By famouswaffles 2026-01-186:071 reply

>Pretty vague and not really quantifiable. You would think an article making a bold claim would contain more than a single, hand-wavy quote from an actual scientist.

Why? What purpose would quotes serve better than a paper with numbers and code? Just seems like nitpicking here. The article could have gone without a single quote (or had several more) and it wouldn't really change anything. And that quote is not really vague in the context of the article.

By inferiorhuman 2026-01-186:21

[flagged]

By catlifeonmars 2026-01-187:54

The point is to look at who is making a claim and asking what they hope to gain from it. This is orthogonal to what the thing is, really. It’s just basic skepticism.

Even if the article is accurate, it still makes sense to question the motives of the publisher. Especially if they’re selling a product.

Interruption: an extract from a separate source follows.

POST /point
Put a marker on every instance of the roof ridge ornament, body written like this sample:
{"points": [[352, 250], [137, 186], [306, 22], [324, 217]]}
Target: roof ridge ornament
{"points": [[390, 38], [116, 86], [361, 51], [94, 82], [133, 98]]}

By inferiorhuman 2026-01-185:392 reply

[flagged]

By simonw 2026-01-186:19

Most people aren't software developers. The HN audience can benefit from LLMs in ways that many people don't value.

By bpodgursky 2026-01-185:454 reply

Are you accusing Anthropic of hallucinating an MIT lab under the MIT domain? I mean they literally link to it https://cheesemanlab.wi.mit.edu/

By falloutx 2026-01-189:30

And if you go to that site, the researchers say nothing about using Claude, or any LLMs for that matter.

By NewsaHackO 2026-01-185:51

Honestly, it doesn't even seem they read the article, just came in, saw it was pro-AI, and commented.

By famouswaffles 2026-01-185:47

You know things have shifted a gear when people just start flat out denying reality.

By inferiorhuman 2026-01-185:50

[flagged]

By signatoremo 2026-01-1818:29

> Call me when a disinterested third-party says Call me when a disinterested third-party says so

Saying what? This describes three projects that use an Anthropic’s product. Do you need a third party to confirm that? Or do you need someone to tell you if they are legit?

There are hundreds of announcements by vendors ơn HN. Did you object to them all or only when your own belief is against them?

By falloutx 2026-01-189:22

Of course this comes from Anthropic PR. Stanford basically has a stake in making LLMs and AI hype so no wonder they are the most receptive.